Department of Genetics, Forestry and Agricultural Biotechnology Institute (FABI), University of Pretoria, Pretoria, 0002, South Africa.
BMC Plant Biol. 2011 Dec 1;11:173. doi: 10.1186/1471-2229-11-173.
NAC domain transcription factors initiate secondary cell wall biosynthesis in Arabidopsis fibres and vessels by activating numerous transcriptional regulators and biosynthetic genes. NAC family member SND2 is an indirect target of a principal regulator of fibre secondary cell wall formation, SND1. A previous study showed that overexpression of SND2 produced a fibre cell-specific increase in secondary cell wall thickness in Arabidopsis stems, and that the protein was able to transactivate the cellulose synthase8 (CesA8) promoter. However, the full repertoire of genes regulated by SND2 is unknown, and the effect of its overexpression on cell wall chemistry remains unexplored.

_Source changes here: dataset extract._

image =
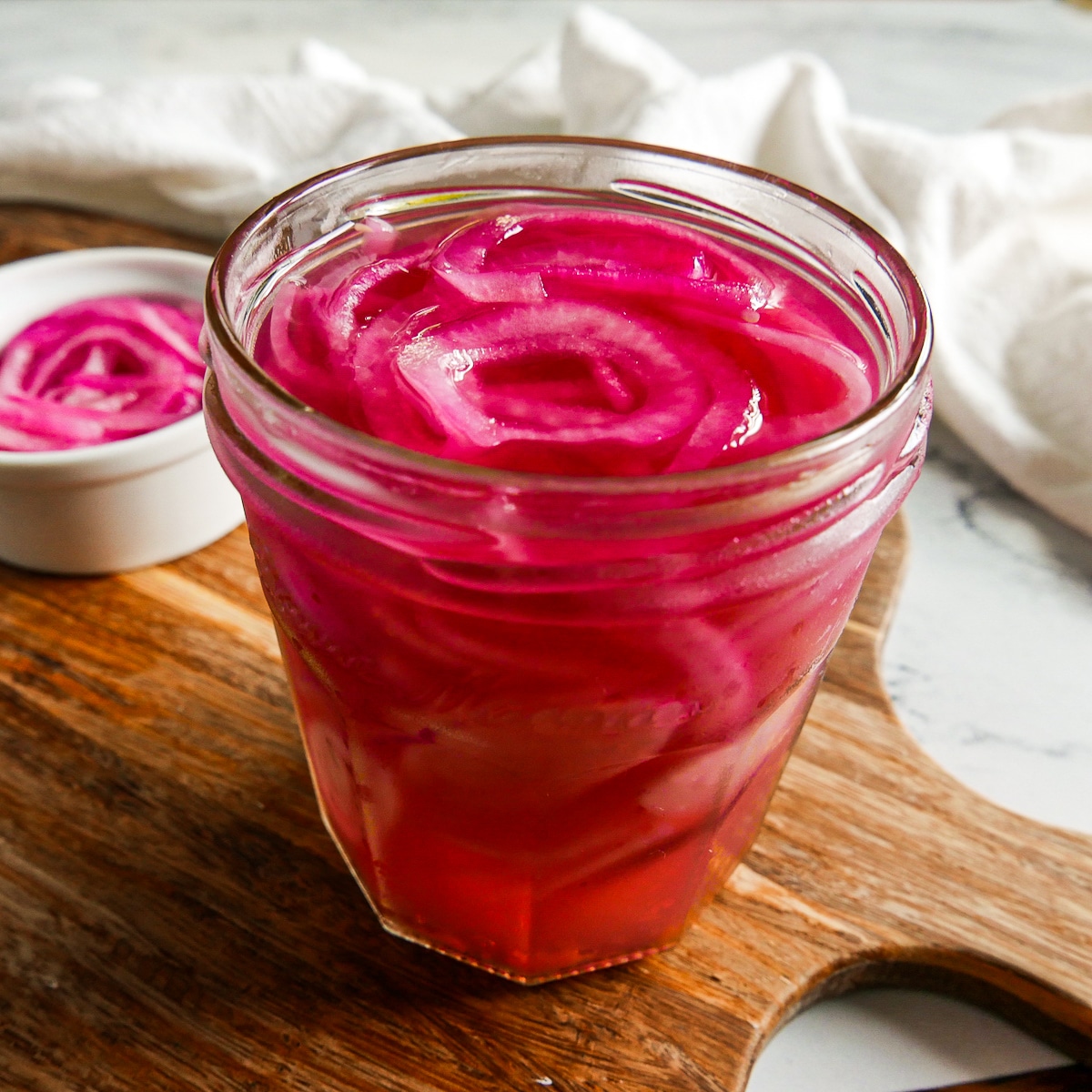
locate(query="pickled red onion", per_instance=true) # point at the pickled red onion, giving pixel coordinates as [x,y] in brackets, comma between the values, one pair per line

We overexpressed SND2 in Arabidopsis and analyzed homozygous lines with regards to stem chemistry, biomass and fibre secondary cell wall thickness. A line showing upregulation of CesA8 was selected for transcriptome-wide gene expression profiling. We found evidence for upregulation of biosynthetic genes associated with cellulose, xylan, mannan and lignin polymerization in this line, in agreement with significant co-expression of these genes with native SND2 transcripts according to public microarray repositories. Only minor alterations in cell wall chemistry were detected. Transcription factor MYB103, in addition to SND1, was upregulated in SND2-overexpressing plants, and we detected upregulation of genes encoding components of a signal transduction machinery recently proposed to initiate secondary cell wall formation. Several homozygous T4 and hemizygous T1 transgenic lines with pronounced SND2 overexpression levels revealed a negative impact on fibre wall deposition, which may be indirectly attributable to excessive overexpression rather than co-suppression. Conversely, overexpression of SND2 in Eucalyptus stems led to increased fibre cross-sectional cell area.
This study supports a function for SND2 in the regulation of cellulose and hemicellulose biosynthetic genes in addition of those involved in lignin polymerization and signalling. SND2 seems to occupy a subordinate but central tier in the secondary cell wall transcriptional network. Our results reveal phenotypic differences in the effect of SND2 overexpression between woody and herbaceous stems and emphasize the importance of expression thresholds in transcription factor studies.
NAC 结构域转录因子通过激活众多转录调控因子和生物合成基因,启动拟南芥纤维和导管的次生细胞壁生物合成。NAC 家族成员 SND2 是纤维次生细胞壁形成主要调控因子 SND1 的间接靶标。先前的研究表明,过量表达 SND2 会导致拟南芥茎中纤维细胞次生细胞壁厚度特异性增加,并且该蛋白能够反式激活纤维素合酶 8(CesA8)启动子。然而,SND2 调控的基因全谱尚不清楚,其过表达对细胞壁化学性质的影响也尚未得到探索。
我们在拟南芥中过表达了 SND2,并对茎化学成分、生物量和纤维次生细胞壁厚度进行了分析。选择CesA8 上调的株系进行全转录组基因表达谱分析。我们发现,该株系中与纤维素、木聚糖、甘露聚糖和木质素聚合相关的生物合成基因上调,与根据公共微阵列数据库中与天然 SND2 转录本的显著共表达一致。仅检测到细胞壁化学性质的微小变化。除 SND1 外,转录因子 MYB103 在 SND2 过表达植物中也上调,并且我们检测到与最近提出的启动次生细胞壁形成的信号转导机制相关的基因上调。几个具有明显 SND2 过表达水平的 T4 纯合子和 T1 半合子转基因株系显示出对纤维壁沉积的负面影响,这可能是由于过度表达而不是共抑制间接引起的。相反,在桉树茎中过表达 SND2 会导致纤维横截面细胞面积增加。
本研究支持 SND2 在调节纤维素和半纤维素生物合成基因方面的功能,除了那些参与木质素聚合和信号转导的基因。SND2 似乎在次生细胞壁转录网络中占据次要但核心的层次。我们的结果揭示了 SND2 过表达在木本和草本茎中的表型差异,并强调了在转录因子研究中表达阈值的重要性。